I met Coach Charles, a big man with an even bigger smile, at one of Atlanta's most notorious housing projects - Perry Homes. My mother, Jessica, worked at the project's pool and I would go there after school and splash around in the pool. Charles taught me the formal swimming strokes after he recognized that I wasn't comfortable in the water. He told me that I would have learn to swim correctly because one day I might need to save someone from drowning - myself. Soon after I learned all the strokes, I started swimming on the newly formed Perry Homes Diplomats swimming team with the Bashirs, a huge family of swimmers and Coach Charles.

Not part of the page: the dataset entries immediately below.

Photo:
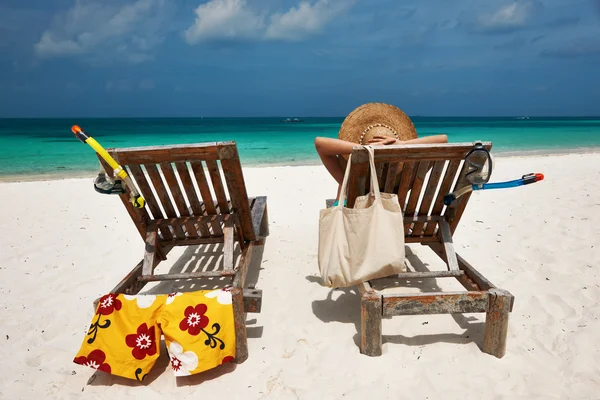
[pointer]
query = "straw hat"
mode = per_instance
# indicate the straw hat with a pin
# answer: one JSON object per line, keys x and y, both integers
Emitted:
{"x": 373, "y": 119}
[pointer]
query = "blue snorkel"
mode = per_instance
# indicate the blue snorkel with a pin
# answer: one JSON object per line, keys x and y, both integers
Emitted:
{"x": 479, "y": 164}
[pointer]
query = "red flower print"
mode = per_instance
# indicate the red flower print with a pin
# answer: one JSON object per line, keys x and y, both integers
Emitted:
{"x": 175, "y": 363}
{"x": 227, "y": 359}
{"x": 108, "y": 304}
{"x": 94, "y": 360}
{"x": 194, "y": 320}
{"x": 143, "y": 342}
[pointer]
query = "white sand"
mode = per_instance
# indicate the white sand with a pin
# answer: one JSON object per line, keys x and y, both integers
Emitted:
{"x": 63, "y": 245}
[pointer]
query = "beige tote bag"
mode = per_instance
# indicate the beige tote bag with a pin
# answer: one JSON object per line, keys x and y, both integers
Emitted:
{"x": 361, "y": 243}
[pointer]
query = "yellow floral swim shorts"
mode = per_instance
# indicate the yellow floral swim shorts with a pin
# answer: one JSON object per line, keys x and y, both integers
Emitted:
{"x": 124, "y": 337}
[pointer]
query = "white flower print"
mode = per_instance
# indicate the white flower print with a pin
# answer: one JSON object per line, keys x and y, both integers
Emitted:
{"x": 223, "y": 295}
{"x": 171, "y": 297}
{"x": 182, "y": 362}
{"x": 143, "y": 300}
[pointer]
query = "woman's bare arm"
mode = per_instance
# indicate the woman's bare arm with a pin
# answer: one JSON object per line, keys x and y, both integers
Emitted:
{"x": 330, "y": 149}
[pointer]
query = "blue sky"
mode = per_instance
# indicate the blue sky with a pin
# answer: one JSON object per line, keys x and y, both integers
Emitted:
{"x": 115, "y": 58}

Coach Charles along with Askia Bashir introduced us all to swimming and made swimming something we liked doing. He would use every incentive he could think of to motivate us. Everything from "all you can eat buffets" to candy, to monetary prizes were offered to us as a way to get us excited about swimming. Coach Charles would relate swimming to us in such a way that we couldn't help but get excited about competing and winning. He helped us city kids to understand that swimming was a sport that we could excel in and gain recognition. "Not everyone needs to play basketball" he would always say.

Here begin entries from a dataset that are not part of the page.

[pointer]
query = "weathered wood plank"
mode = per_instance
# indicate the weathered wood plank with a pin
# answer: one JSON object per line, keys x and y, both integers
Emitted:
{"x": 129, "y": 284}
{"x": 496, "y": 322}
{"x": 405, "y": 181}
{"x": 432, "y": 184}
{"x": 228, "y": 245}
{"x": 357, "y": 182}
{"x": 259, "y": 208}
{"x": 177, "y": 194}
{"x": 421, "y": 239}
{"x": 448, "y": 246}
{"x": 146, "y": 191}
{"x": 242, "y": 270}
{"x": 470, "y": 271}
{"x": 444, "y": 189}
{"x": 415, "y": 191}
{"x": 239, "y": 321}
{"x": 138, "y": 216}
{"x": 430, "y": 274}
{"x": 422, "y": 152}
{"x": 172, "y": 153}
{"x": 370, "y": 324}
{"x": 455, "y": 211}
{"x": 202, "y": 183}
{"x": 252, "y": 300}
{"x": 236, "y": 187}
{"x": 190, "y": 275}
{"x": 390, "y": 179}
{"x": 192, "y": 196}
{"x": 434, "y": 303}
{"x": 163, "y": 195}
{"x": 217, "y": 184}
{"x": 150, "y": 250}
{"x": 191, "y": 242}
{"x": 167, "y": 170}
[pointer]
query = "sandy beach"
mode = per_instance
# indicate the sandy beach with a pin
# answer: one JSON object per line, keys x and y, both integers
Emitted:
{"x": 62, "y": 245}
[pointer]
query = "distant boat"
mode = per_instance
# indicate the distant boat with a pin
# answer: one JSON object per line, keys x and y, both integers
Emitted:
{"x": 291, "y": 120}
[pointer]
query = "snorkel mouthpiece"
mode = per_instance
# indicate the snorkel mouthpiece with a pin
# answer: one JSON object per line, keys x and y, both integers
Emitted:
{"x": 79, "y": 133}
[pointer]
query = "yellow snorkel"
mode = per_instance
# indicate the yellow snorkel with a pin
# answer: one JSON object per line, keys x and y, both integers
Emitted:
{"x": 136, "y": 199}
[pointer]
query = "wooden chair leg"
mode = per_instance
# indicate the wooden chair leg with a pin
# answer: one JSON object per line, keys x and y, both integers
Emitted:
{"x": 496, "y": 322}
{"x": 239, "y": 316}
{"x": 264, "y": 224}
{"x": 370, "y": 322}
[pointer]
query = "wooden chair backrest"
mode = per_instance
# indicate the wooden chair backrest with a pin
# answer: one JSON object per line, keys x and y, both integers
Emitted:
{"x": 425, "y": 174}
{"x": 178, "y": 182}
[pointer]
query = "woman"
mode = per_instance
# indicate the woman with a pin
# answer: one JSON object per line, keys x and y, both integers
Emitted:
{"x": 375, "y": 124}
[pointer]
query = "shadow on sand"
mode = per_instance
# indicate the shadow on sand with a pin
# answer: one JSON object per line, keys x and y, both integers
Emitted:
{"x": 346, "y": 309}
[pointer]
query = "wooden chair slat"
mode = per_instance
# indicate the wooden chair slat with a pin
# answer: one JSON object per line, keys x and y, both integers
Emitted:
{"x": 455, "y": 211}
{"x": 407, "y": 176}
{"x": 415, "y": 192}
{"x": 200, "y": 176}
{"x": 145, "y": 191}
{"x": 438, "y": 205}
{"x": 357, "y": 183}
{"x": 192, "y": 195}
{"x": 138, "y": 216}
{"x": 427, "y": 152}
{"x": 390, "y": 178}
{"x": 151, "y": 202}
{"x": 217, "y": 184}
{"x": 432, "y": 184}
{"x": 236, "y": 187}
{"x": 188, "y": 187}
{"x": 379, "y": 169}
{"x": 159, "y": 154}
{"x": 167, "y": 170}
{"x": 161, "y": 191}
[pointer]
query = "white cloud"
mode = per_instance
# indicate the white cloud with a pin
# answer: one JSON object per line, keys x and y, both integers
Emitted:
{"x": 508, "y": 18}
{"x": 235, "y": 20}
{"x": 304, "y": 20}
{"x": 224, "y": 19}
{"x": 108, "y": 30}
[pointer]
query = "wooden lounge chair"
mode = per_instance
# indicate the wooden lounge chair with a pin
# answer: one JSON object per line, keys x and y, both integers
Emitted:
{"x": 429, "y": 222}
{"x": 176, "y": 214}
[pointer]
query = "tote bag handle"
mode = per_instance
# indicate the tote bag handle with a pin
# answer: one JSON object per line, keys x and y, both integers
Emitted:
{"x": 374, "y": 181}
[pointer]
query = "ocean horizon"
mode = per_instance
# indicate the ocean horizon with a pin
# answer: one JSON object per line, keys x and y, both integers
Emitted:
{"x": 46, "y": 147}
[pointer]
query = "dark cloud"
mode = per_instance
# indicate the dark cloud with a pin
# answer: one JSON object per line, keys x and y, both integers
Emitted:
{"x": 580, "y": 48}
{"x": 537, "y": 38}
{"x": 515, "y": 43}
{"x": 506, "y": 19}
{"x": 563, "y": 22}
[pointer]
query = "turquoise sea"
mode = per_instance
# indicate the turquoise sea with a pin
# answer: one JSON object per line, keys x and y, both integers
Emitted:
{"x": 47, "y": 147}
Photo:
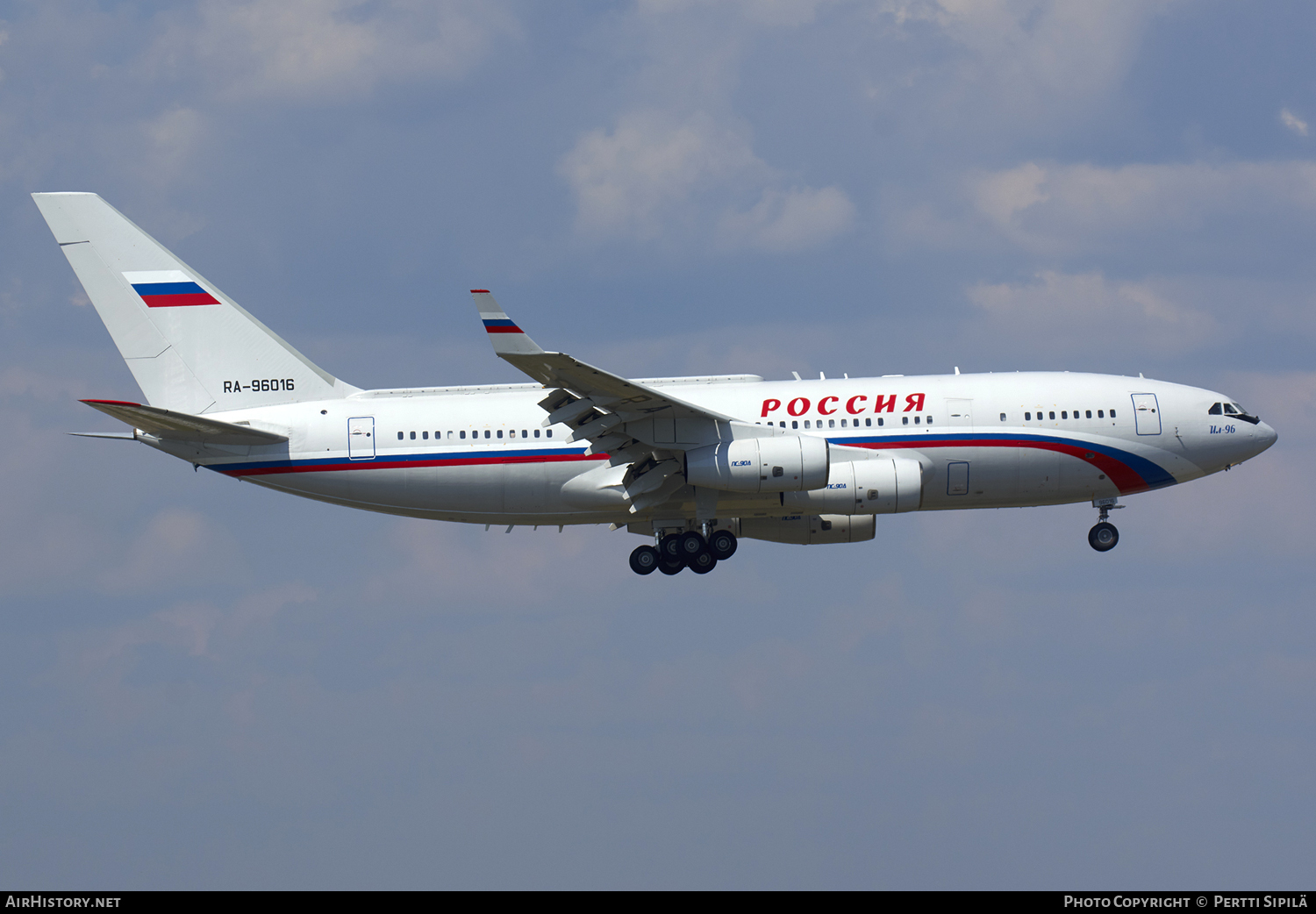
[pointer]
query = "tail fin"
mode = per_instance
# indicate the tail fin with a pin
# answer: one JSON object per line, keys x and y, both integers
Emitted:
{"x": 190, "y": 346}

Coach Charles was forced to get our parents excited about swimming as well because, as he puts it "they are the hardest to teach." He says that in order to get swimmers to commit to swimming you have to get the parents to adapt to the culture of the sport. Our parents did not understand that we needed to swim 5 days a week to improve and be competitive. Coach Charles had to make our parents comfortable with the pool and competitive swimming environment. As he put it, "Most parents will sit in football bleachers in the pouring rain to watch their kids compete but won't sit down and wait for their kids swimming heat if it comes after the 400 free."

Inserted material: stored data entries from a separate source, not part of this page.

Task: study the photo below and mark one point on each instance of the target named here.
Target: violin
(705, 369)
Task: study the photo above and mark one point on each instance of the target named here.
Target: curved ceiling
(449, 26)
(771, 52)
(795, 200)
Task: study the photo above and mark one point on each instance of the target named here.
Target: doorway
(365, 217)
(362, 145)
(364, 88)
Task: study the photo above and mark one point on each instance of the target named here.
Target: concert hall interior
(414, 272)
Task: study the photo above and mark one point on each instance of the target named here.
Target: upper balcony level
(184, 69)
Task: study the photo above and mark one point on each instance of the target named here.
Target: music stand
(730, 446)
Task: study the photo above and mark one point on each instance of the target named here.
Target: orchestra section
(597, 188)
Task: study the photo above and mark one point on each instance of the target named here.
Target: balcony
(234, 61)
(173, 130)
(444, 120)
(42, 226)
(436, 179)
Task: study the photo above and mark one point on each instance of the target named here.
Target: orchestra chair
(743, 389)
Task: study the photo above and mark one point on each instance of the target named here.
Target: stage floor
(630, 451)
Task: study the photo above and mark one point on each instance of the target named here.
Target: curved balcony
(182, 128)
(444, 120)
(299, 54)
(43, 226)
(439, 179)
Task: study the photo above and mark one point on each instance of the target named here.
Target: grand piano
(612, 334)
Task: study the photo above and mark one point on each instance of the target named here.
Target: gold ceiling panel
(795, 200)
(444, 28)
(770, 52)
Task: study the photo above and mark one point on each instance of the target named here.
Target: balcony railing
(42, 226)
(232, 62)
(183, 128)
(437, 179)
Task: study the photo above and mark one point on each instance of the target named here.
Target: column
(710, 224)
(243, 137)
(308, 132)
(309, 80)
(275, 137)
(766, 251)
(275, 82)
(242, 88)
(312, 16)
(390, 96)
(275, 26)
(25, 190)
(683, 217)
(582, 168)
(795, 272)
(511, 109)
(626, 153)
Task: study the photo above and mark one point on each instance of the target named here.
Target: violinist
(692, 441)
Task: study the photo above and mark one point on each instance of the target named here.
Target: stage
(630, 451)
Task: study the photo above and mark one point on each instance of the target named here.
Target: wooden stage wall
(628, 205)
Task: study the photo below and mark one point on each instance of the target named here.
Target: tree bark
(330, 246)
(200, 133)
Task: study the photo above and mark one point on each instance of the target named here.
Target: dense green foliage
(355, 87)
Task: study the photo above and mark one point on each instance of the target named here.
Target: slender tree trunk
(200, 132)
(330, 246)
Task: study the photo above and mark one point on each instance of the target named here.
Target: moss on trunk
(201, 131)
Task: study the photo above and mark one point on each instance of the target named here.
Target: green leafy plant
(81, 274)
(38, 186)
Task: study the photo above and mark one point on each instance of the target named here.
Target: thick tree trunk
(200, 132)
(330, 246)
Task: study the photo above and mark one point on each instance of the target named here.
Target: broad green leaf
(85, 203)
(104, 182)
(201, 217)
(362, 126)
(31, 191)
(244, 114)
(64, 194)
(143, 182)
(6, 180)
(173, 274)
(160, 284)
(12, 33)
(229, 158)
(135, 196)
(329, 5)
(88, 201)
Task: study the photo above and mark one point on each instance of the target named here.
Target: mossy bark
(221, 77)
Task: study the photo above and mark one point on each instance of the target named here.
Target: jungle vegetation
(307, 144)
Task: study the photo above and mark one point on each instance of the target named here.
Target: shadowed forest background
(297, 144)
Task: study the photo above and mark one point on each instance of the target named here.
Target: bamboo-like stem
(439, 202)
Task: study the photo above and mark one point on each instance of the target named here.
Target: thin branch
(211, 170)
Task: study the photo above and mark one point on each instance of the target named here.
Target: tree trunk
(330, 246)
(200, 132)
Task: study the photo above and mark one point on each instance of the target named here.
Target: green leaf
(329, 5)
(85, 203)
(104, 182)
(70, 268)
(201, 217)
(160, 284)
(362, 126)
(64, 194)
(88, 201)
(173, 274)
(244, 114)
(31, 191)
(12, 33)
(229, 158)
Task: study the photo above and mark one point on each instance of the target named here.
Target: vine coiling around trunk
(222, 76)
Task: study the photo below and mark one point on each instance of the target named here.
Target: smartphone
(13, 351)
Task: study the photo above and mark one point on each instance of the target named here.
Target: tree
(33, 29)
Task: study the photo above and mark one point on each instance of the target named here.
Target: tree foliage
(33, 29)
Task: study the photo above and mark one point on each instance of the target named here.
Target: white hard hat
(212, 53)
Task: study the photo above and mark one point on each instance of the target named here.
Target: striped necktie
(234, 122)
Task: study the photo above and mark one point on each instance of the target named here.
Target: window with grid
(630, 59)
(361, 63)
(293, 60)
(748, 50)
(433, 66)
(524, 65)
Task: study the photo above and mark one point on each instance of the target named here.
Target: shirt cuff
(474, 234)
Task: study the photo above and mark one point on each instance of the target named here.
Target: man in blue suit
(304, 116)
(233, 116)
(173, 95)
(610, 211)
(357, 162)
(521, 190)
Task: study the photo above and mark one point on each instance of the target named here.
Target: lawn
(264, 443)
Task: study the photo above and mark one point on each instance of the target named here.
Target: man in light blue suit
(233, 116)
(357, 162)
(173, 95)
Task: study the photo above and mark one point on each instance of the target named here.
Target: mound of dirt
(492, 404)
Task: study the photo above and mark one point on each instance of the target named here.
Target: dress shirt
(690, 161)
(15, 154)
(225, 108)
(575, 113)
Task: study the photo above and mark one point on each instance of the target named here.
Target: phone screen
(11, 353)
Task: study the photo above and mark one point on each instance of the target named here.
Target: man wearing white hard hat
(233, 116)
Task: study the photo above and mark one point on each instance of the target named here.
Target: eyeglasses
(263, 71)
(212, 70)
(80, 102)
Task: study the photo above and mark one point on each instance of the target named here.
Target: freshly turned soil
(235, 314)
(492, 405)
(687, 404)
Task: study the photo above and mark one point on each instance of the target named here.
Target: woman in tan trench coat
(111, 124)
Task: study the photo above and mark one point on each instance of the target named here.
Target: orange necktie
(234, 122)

Coach Charles did a great deal to help translate the sport to our parents and once our parents understood swimming he was able to introduce us to the various levels of training necessary to develop us into competitors. Coach Charles is an excellent developmental coach because he understands that new swimmers need motivation because there are so many sports from which to choose. Soccer, tennis and golf are new sports that are accessible to greater numbers of minority children and a coach "has to work harder nowadays to get children to commit."
There are many factors that eventually lead to every athlete's choice of sports. One factor that we mustn't overlook is the importance of the instructors and coaches that play a vital role developing our swimmers.